For a long time, iOS resisted supporting Progressive Web Apps, but as the popularity of these web apps grew, Apple had no choice but to support PWAs.
How do Progressive Web Apps on iOS differ from other platforms? If your organization wants to build a Progressive Web App, what limitations will it face from iOS?
These are essential questions to ask as you consider the best approach to app development for your business. This post will answer those questions for you, but first, we’ll quickly review the basics of Progressive Web Apps in case you are unfamiliar with the concept.
What Is a Progressive Web App?
As web traffic increasingly becomes more mobile-centric, websites begin taking on many qualities commonly seen in mobile apps.
A Progressive Web App is a website that acts like a mobile app with offline functionality, push notifications, and other standard features.
The benefits of this development approach should be apparent. Instead of developing native apps with specialized languages and frameworks, developers can build a Progressive Web App that looks like a native app using basic web technologies.
Instead of building two native apps to reach Android and iOS users, organizations can build a single Progressive Web App that can be downloaded on any mobile device or platform.
Not only does this significantly reduce development time and costs, but it also helps organizations avoid stringent reviews from app stores.
Progressive Web Apps and iOS: A Brief History
The term Progressive Web App would not be coined until 2015, and despite Apple’s reluctance to embrace Progressive Web Apps, you might be surprised to learn that the first high-profile person to share the benefits of using the web standard for app development was Steve Jobs in 2007 at an iPhone launch event.
In his 2007 speech, Jobs encouraged developers to build PWAs since they easily integrated with the iPhone. However, a few months after this speech, the Apple App Store was launched, and Apple’s stance toward web apps shifted tremendously.
In 2015, a developer at Google officially introduced the PWA development standard. However, Apple would not embrace PWAs until 2018, and even then, it did not fully. Instead, Apple continues to prioritize native apps.
The Limitations of PWAs on iOS
If you want to build a PWA for iOS, there will be limitations you won’t face on other platforms. Apple has yet to fully embrace web platform apps, but in 2023, developers will get more capabilities already available on Android and Windows platforms.

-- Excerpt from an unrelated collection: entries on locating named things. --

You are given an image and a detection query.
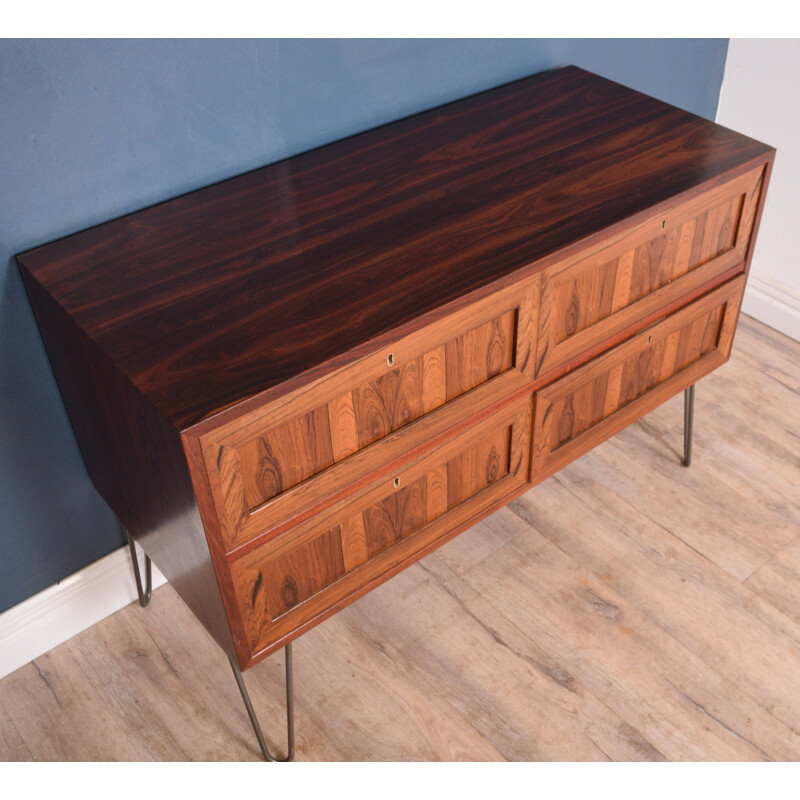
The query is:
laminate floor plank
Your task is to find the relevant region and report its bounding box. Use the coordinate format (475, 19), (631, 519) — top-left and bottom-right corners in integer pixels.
(426, 509), (800, 760)
(512, 468), (800, 744)
(334, 524), (663, 761)
(0, 317), (800, 761)
(744, 535), (800, 624)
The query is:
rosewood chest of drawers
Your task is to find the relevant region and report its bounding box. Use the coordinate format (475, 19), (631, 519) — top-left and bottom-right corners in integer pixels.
(18, 67), (774, 760)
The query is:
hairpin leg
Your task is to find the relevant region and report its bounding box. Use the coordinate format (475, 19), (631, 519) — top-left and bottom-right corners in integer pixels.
(683, 384), (694, 467)
(231, 642), (294, 761)
(125, 531), (153, 608)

The main limitations of PWAs on iOS include the following:
- Web App Manifest
- Lack of access to native components
- Weak service workers
- Storage access
Web App Manifest
The Web Application Manifest is a file that makes the PWA look like a mobile app. On other platforms, this file enables developers to set custom app icons, disable the address bar, and download the app to the home screen.
iOS severely limits the capabilities of the Web Application Manifest. For example, iOS does not use the app icon specified in the manifest. In addition, if you want to create custom splash screens or enable standalone performance, you must write additional code.

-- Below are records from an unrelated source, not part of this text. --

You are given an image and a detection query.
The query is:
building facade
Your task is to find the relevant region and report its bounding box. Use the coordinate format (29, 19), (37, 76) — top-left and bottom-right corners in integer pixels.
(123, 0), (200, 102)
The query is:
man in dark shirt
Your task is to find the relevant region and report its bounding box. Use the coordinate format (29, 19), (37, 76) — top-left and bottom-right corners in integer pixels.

Competing platforms allow all these elements to be specified in the Web Application Manifest without additional code.
Lack of Access to Native Components
PWAs cannot access native iOS components like ARKit, Bluetooth, iMessage, FaceTime, etc., which limits PWAs and keeps them from offering dynamic services.

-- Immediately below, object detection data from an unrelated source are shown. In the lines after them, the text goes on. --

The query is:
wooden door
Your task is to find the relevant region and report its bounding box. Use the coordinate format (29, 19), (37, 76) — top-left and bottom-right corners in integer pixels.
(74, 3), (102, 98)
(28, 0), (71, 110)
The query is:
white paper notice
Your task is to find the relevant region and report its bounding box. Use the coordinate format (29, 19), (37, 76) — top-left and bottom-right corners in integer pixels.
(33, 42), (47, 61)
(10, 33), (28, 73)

It will be hard to convince users to adopt web applications that cannot offer the fundamental experiences that mobile apps offer. In addition, iOS’s decision to limit PWA access to native components means fewer organizations will be interested in building PWAs for iOS.
Android offers PWA developers far greater access to native components and apps. Apple likes to maintain strict control over its ecosystem. There is a strict App Store quality test apps must pass before they can even get listed on the App Store.
By limiting the abilities of PWAs, Apple can maintain greater control over its platform.
Weak Service Workers
Service workers are responsible for push notifications, background sync, and offline capabilities. Unfortunately, iOS limits the ability of service workers to provide these services to PWAs. Without these services, it is hard to provide a great app experience to users.
There is a little bit of good news for PWA developers. With iOS 16.4, PWAs will be able to send push notifications. This is an example of Apple gradually embracing PWAs. These apps are still not as capable on iOS, but they are getting closer to the performance offered on Android.
iOS drastically limits PWAs’ access to phone storage. As a result, PWAs cannot use as much storage as they want. Currently, PWAs can access up to 50 MB of storage. This is a minuscule amount of storage.
If you have a large application, you must build a native iOS app or cross-platform application instead of using the basic web platform technologies to build your app.
Apple is slowly shifting its stance on PWAs. However, the truth is that PWAs on Android are more capable than on iOS. This is because Apple likes to have greater control over its mobile platform. They have argued that this control enables them to deliver the highest quality User Experience.